Benchmarking COX1 Embeddings across Genomic Foundation Models, kmers, and Imbalance-Aware Losses
Abstract
Generative AI in genomics increasingly relies on pretrained genomic foundation models (gLMs) as reusable sequence encoders, yet practical deployment faces persistent barriers: tokenization mismatch with biological signal, domain shift between pretraining corpora and target assays, and extreme long-tail label distributions that stress standard objectives. We study these challenges in the ecologically central COI/COX1 gene by benchmarking an alignment-free pipeline that converts nucleotide sequences into fixed-length embeddings (mean-pooled hidden states) and trains lightweight MLP classifiers for independent rank-wise prediction from Domain to Species.
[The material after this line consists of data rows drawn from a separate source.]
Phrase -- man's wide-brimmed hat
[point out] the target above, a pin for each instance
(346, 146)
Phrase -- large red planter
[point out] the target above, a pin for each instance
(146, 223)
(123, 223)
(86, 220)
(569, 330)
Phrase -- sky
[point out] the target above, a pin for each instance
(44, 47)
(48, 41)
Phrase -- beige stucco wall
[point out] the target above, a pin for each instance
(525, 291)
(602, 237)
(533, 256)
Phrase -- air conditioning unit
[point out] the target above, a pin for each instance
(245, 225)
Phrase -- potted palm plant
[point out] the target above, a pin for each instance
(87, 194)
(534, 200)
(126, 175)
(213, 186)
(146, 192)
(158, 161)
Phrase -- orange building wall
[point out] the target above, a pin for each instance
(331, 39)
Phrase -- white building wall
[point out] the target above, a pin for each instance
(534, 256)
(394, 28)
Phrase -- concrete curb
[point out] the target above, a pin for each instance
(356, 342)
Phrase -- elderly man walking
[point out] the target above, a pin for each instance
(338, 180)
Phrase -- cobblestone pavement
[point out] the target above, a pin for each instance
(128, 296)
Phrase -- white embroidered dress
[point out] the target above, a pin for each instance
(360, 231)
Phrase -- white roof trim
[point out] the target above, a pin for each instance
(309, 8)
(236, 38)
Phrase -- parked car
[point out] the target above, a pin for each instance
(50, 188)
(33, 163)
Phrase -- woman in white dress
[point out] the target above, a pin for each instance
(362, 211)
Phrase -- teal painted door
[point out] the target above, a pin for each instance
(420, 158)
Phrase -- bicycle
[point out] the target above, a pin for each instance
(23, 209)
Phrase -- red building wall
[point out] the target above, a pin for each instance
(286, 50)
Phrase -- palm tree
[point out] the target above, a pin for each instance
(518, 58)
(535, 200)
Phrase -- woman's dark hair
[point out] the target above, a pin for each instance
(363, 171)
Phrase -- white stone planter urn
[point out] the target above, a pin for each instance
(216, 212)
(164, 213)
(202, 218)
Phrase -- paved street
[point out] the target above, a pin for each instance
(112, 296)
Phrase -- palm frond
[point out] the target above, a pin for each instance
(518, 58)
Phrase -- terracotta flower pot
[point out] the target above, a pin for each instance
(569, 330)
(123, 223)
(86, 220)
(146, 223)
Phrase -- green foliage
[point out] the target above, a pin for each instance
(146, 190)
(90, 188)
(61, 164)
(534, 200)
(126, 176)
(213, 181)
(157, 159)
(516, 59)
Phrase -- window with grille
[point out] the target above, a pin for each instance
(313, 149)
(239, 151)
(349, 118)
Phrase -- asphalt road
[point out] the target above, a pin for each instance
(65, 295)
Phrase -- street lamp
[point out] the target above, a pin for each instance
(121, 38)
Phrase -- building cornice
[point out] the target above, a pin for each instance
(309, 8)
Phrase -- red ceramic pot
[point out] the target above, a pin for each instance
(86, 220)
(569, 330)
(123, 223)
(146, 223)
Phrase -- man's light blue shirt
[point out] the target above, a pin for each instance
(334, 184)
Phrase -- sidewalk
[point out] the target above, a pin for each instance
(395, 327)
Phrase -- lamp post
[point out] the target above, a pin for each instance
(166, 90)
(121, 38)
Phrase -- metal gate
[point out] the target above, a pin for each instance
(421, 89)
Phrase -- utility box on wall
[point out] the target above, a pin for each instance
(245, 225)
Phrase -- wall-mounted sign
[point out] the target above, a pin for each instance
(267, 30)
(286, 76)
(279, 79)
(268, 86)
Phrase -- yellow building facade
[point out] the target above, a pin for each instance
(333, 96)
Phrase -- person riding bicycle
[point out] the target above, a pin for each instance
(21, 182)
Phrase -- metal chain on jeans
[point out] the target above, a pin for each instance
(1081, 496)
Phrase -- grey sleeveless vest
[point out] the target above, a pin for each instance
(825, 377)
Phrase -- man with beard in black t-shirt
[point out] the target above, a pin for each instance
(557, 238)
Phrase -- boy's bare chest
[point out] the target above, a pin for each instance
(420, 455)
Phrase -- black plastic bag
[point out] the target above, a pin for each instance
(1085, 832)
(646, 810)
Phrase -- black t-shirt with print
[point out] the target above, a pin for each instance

We evaluate two complementary regimes that jointly expose frontiers for scalable genomic representation learning: eKOI (15,947 sequences; protist-rich; 11,047 species) and MetaCOXI (5.6M metazoan sequences; 743,671 species). Across diverse gLM families (autoregressive decoders and masked-language encoders) and explicit compositional baselines (overlapping kmer frequencies up to k=6), we find that the effective motif length induced by tokenization is a dominant driver of fine-rank separability, while corpus alignment (eukaryote- vs. prokaryote-pretraining) materially impacts transfer even under identical tokenization. Finally, imbalance-aware objectives (weighted cross-entropy and a hybrid weighted+contrastive loss) can stabilize rare-taxonomy performance but remain representation-dependent.